Merck is a mature cash-generator currently heavily reliant on its blockbuster oncology drug Keytruda and the Gardasil vaccine franchise. While near-term cash flows and dividend safety are robust, the long-term investment thesis hinges on management's ability to successfully commercialize its pipeline of Antibody-Drug Conjugates (ADCs) and leverage M&A to offset the massive patent cliff approaching in 2028. Fair value range: low $94.9, high $147, with mid-point at $121.
MRK (MRK)'s intrinsic value is triangulated from discounted earnings at two cost-of-equity levels (strict CAPM with raw beta, moderate with adjusted beta), with owner earnings used as a floor for high-growth names.

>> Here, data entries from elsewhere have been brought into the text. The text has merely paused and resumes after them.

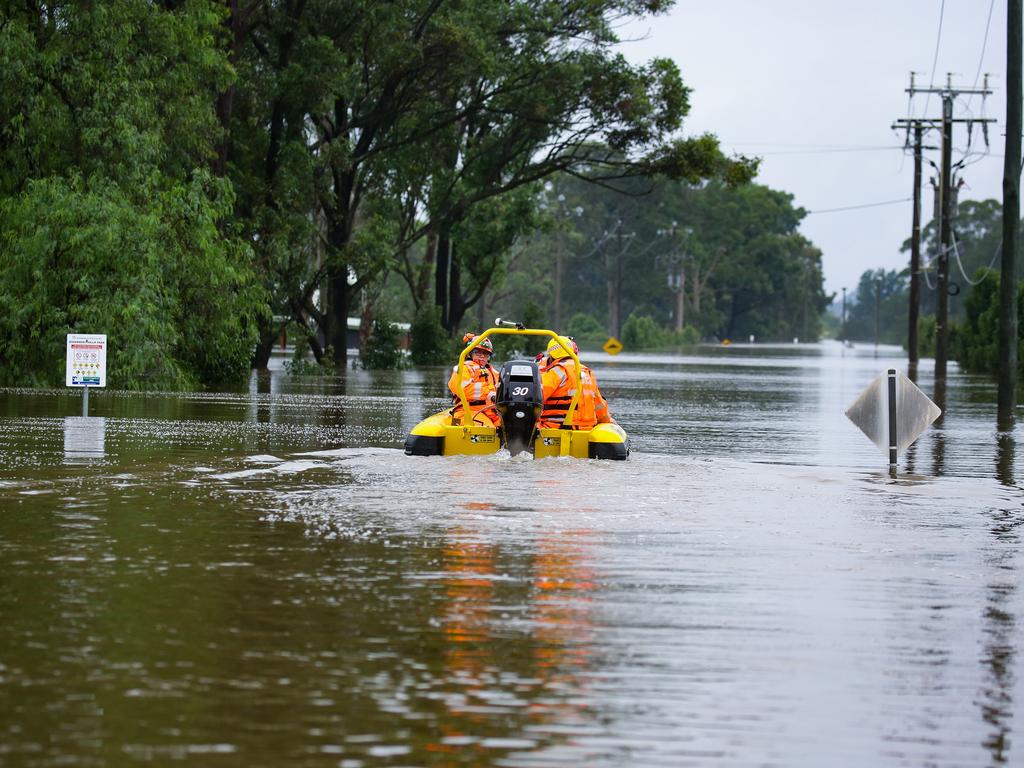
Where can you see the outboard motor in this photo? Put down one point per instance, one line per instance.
(519, 399)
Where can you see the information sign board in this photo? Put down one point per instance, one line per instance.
(86, 360)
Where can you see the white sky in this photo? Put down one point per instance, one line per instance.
(806, 84)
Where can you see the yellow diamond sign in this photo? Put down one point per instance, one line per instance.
(612, 346)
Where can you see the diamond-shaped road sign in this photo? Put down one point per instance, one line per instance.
(893, 412)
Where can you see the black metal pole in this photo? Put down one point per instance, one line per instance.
(914, 309)
(945, 241)
(1011, 220)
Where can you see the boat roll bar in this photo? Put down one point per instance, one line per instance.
(503, 329)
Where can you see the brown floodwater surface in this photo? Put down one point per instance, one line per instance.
(263, 578)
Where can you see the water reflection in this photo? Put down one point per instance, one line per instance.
(734, 594)
(999, 622)
(1005, 450)
(85, 437)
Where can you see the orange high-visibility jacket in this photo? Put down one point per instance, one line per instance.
(558, 383)
(478, 382)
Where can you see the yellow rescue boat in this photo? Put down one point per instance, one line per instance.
(518, 402)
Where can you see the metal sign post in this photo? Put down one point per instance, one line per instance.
(893, 413)
(86, 364)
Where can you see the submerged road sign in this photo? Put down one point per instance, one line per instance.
(86, 360)
(893, 412)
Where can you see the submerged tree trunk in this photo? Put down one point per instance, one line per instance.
(268, 334)
(441, 274)
(457, 302)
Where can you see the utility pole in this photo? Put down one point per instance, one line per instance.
(948, 94)
(919, 131)
(878, 309)
(844, 315)
(562, 217)
(680, 282)
(676, 275)
(1011, 220)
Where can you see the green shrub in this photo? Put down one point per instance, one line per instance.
(428, 343)
(383, 348)
(301, 365)
(975, 342)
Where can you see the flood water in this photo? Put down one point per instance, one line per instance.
(263, 578)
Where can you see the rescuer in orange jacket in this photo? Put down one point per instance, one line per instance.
(558, 383)
(479, 382)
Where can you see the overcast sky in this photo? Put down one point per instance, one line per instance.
(813, 86)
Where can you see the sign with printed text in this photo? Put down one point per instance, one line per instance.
(612, 346)
(86, 360)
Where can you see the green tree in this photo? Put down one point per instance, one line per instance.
(430, 109)
(975, 340)
(111, 219)
(882, 294)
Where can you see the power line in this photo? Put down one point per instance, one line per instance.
(935, 58)
(832, 152)
(866, 205)
(981, 59)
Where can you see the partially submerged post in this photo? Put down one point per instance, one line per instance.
(893, 412)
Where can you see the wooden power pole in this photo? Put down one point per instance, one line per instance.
(945, 125)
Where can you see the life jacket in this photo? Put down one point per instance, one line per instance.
(477, 382)
(558, 382)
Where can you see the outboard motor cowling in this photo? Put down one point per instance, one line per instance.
(519, 399)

Each model produces a per-share value; the composite range comes from a weighted blend driven by the archetype's model-applicability matrix. Cost of equity, terminal growth, and the deceleration curve are documented in the assumption ledger.

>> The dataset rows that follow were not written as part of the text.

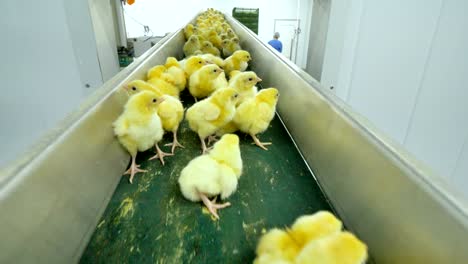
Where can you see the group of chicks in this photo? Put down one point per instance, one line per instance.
(226, 101)
(316, 238)
(223, 106)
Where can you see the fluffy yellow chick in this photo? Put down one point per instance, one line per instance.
(276, 246)
(212, 113)
(207, 47)
(138, 128)
(171, 112)
(223, 36)
(232, 74)
(254, 115)
(205, 81)
(213, 37)
(175, 70)
(244, 83)
(230, 46)
(192, 65)
(159, 71)
(212, 174)
(189, 30)
(212, 59)
(311, 227)
(342, 248)
(165, 84)
(237, 61)
(192, 45)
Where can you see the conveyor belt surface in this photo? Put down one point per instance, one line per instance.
(149, 221)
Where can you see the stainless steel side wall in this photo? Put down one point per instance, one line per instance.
(386, 197)
(52, 198)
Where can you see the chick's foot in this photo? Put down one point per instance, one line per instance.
(160, 154)
(175, 143)
(134, 169)
(260, 144)
(212, 205)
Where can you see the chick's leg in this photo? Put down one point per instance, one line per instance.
(212, 139)
(212, 205)
(204, 149)
(134, 168)
(160, 154)
(174, 143)
(260, 144)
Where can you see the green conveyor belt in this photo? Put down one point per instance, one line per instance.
(149, 221)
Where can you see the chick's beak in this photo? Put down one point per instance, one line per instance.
(160, 100)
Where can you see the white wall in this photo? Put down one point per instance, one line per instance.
(169, 16)
(403, 65)
(40, 77)
(103, 21)
(49, 55)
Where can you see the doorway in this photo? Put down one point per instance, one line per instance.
(289, 30)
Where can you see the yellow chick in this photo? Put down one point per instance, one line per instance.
(230, 46)
(165, 84)
(232, 74)
(342, 248)
(311, 227)
(207, 47)
(189, 30)
(254, 115)
(244, 83)
(213, 37)
(276, 246)
(192, 45)
(212, 174)
(237, 61)
(175, 70)
(212, 113)
(159, 71)
(171, 112)
(223, 36)
(138, 128)
(212, 59)
(205, 81)
(192, 65)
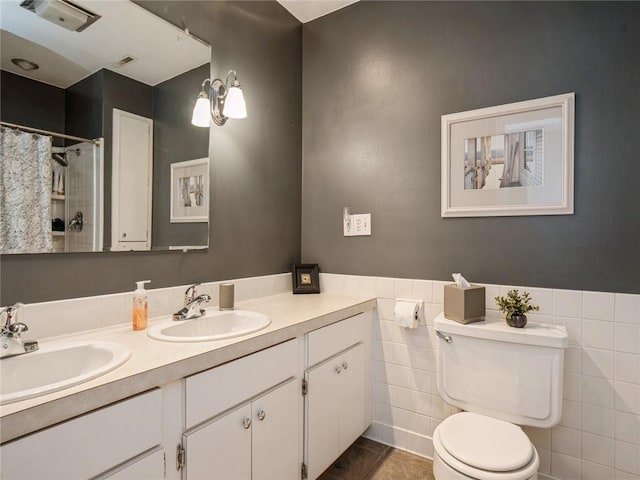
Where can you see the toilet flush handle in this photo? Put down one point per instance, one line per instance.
(445, 337)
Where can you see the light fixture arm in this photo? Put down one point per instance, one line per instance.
(217, 95)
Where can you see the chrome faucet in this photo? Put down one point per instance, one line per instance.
(192, 304)
(11, 342)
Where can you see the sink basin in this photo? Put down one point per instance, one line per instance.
(214, 325)
(57, 366)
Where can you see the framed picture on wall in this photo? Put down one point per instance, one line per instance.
(509, 160)
(190, 191)
(306, 278)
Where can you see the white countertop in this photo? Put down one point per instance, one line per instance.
(154, 363)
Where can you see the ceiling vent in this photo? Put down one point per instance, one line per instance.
(64, 13)
(124, 61)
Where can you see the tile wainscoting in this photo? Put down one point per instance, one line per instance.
(599, 434)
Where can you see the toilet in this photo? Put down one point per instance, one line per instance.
(501, 377)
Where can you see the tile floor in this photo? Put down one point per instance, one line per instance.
(369, 460)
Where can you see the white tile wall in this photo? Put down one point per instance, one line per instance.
(598, 437)
(63, 317)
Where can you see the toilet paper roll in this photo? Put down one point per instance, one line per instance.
(406, 313)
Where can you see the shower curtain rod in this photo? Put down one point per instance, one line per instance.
(47, 132)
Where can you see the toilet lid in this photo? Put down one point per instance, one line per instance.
(485, 443)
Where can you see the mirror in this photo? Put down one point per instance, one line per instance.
(114, 72)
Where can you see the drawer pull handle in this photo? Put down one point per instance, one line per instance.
(445, 337)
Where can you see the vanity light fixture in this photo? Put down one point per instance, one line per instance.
(221, 101)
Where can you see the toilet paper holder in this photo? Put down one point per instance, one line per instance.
(419, 316)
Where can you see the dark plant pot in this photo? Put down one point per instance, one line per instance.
(517, 321)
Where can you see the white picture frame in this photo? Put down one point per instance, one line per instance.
(190, 191)
(509, 160)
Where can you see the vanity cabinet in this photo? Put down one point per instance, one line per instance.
(259, 440)
(243, 418)
(338, 404)
(150, 466)
(89, 445)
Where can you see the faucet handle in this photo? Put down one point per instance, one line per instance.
(17, 328)
(190, 293)
(10, 312)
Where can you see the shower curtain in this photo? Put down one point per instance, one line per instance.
(25, 192)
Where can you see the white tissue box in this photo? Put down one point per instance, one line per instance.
(464, 305)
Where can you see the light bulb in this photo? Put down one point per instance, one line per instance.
(234, 105)
(201, 111)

EPS-based models are discounted at cost of equity; FCFF models use WACC and then subtract net debt to bridge enterprise value to equity value. Each model is labelled with its discount-rate convention so the reader can verify the bridge.

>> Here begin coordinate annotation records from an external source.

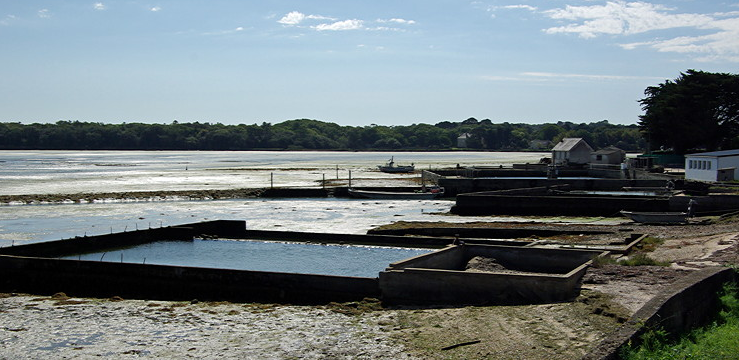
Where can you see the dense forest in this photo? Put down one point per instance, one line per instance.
(304, 134)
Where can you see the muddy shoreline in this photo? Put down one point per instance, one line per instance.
(212, 194)
(42, 326)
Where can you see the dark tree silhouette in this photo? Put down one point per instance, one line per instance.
(698, 110)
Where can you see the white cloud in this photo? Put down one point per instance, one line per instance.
(520, 6)
(352, 24)
(397, 21)
(225, 32)
(296, 17)
(622, 18)
(292, 18)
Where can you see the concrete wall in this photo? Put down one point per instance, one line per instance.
(690, 302)
(436, 279)
(86, 244)
(489, 233)
(706, 205)
(456, 186)
(106, 279)
(487, 204)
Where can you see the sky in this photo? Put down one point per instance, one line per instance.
(352, 62)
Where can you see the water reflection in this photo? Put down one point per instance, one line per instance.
(303, 258)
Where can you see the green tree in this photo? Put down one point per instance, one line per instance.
(696, 110)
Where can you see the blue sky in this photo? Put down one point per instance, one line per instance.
(352, 62)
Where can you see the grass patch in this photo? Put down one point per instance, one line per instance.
(638, 259)
(715, 341)
(356, 307)
(649, 244)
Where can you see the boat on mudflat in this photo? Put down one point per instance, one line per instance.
(656, 217)
(390, 167)
(397, 195)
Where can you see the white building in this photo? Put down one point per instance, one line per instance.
(571, 151)
(712, 166)
(462, 139)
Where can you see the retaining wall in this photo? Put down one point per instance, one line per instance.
(492, 204)
(690, 302)
(491, 233)
(139, 281)
(455, 186)
(436, 278)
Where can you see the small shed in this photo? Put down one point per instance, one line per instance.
(609, 155)
(571, 151)
(712, 166)
(462, 139)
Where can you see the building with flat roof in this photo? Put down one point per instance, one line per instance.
(712, 166)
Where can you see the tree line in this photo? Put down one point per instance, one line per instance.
(306, 134)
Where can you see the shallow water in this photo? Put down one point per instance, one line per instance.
(27, 172)
(64, 172)
(341, 260)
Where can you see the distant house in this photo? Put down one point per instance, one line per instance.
(540, 144)
(609, 155)
(571, 151)
(712, 166)
(462, 139)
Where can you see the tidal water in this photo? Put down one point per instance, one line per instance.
(60, 172)
(64, 172)
(342, 260)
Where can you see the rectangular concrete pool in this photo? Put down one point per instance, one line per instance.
(290, 257)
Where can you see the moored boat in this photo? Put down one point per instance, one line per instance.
(656, 217)
(390, 167)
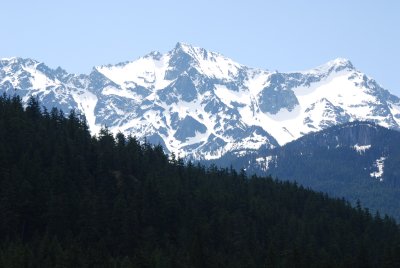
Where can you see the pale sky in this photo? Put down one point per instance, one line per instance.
(273, 35)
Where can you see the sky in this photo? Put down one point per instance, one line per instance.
(275, 35)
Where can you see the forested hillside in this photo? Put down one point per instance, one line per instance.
(68, 199)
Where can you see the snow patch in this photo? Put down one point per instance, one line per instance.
(379, 164)
(361, 148)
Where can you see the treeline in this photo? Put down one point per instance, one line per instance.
(68, 199)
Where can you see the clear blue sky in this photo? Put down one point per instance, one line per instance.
(274, 35)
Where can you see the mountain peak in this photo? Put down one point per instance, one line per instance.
(337, 64)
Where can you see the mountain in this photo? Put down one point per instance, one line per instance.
(357, 161)
(69, 199)
(202, 105)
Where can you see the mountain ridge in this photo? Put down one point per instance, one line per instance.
(231, 107)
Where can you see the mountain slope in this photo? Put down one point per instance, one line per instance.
(358, 161)
(200, 104)
(69, 199)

Owner earnings (Buffett's definition) is net income plus depreciation and amortization minus maintenance capex. We do not subtract stock-based compensation again because net income already includes it; dilution is tracked separately via share-count growth.
FAQ
MRK — frequently asked questions
Based on our latest analysis, MRK looks modestly undervalued. The current price is $112 versus a composite fair-value midpoint of $121 (range $94.9–$147), which implies roughly 7.4% upside to the midpoint.
Our composite fair-value range for MRK is $94.9–$147, with a midpoint of $121. The range is triangulated across multiple valuation models (discounted earnings, forward earnings scenarios, peer multiples, and where applicable owner earnings or reverse DCF) and weighted by reliability for MRK's archetype.
Our current rating for MRK is Hold with a confidence score of 84/100. Hold. Current price of $112.30 represents limited upside of 7.4% to our $120.61 fair value mid-point, appropriately pricing in the pipeline transition risks. This is research for educational purposes, not personalized investment advice.
The top risks our latest report flags for MRK are: Severe Keytruda Cliff; ADC Pipeline Failure; Draconian IRA Pricing. The single biggest risk is Severe Keytruda Cliff: Failure to offset Keytruda LOE through M&A or internal ADC pipeline leaves a massive revenue gap, severely compressing structural margins.
Our current rating for MRK is Hold, issued with a confidence score of 84/100 and a moat score of 9/10. The rating reflects the composite fair-value range ($94.9–$147) versus the current price of $112.
MRK is classified as a mature-dividend stock. Archetype determines how every downstream parameter — discount rate, terminal growth, deceleration curve, terminal multiple, scenario probability weights, scorecard weights, and which valuation models are prioritized — is calibrated for MRK.